Hess Corp., the fifth-biggest U.S. oil company, will explore for crude in China in cooperation with that nation’s largest oil company, PetroChina Co.
Hess and PetroChina will work with dense rock in the Daqing oil field, a formation that’s similar to the Bakken basin in North Dakota, where Hess is already exploring, Jay Wilson, a Hess spokesman, said by telephone today.
Hess, based in New York, opened an office in Beijing earlier this year and is looking for additional exploration and production opportunities in cooperation with Beijing-based PetroChina and other companies Wilson didn’t name.

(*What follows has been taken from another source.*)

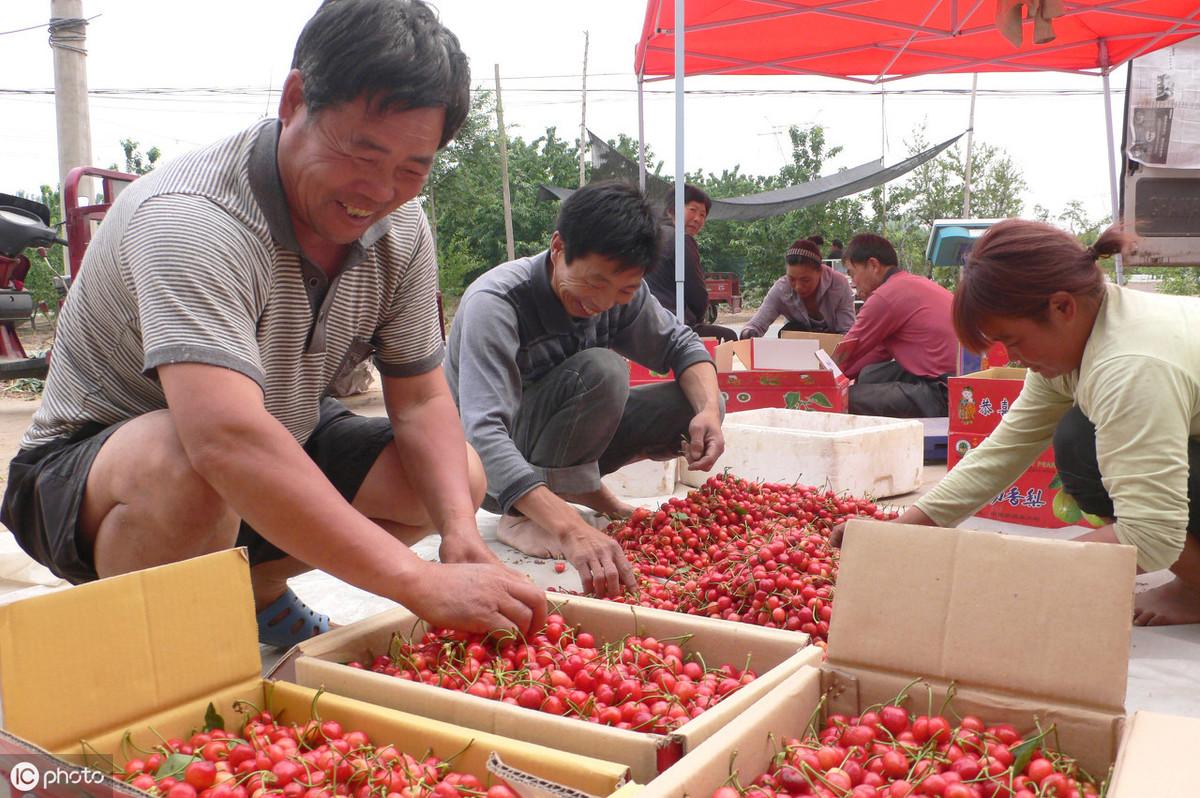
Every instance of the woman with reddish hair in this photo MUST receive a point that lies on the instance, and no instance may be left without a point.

"It’s a very fast-growing market for energy,” Wilson said. “We’re looking to leverage our Bakken experience and capability to grow our unconventional resource base globally.”
The China field may require horizontal drilling and hydraulic fracturing, which Hess uses in the U.S., Wilson said. Fracturing injects water, sand and chemicals into rock to help release the flow of oil and gas.

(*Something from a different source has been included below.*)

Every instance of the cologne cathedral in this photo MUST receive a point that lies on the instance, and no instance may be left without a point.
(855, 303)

Hess produces more than 16,000 barrels of oil a day in the Bakken formation. The company has similar exploration operations in tight rocks in a basin near Paris and plans to start drilling in France in the first quarter of next year, Wilson said.
Hess rose $1.76, or 3.1 percent, to $57.81 as of 4:15 p.m. in composite trading on the New York Stock Exchange. PetroChina rose 1.3 percent to HK$8.82 in Hong Kong trading.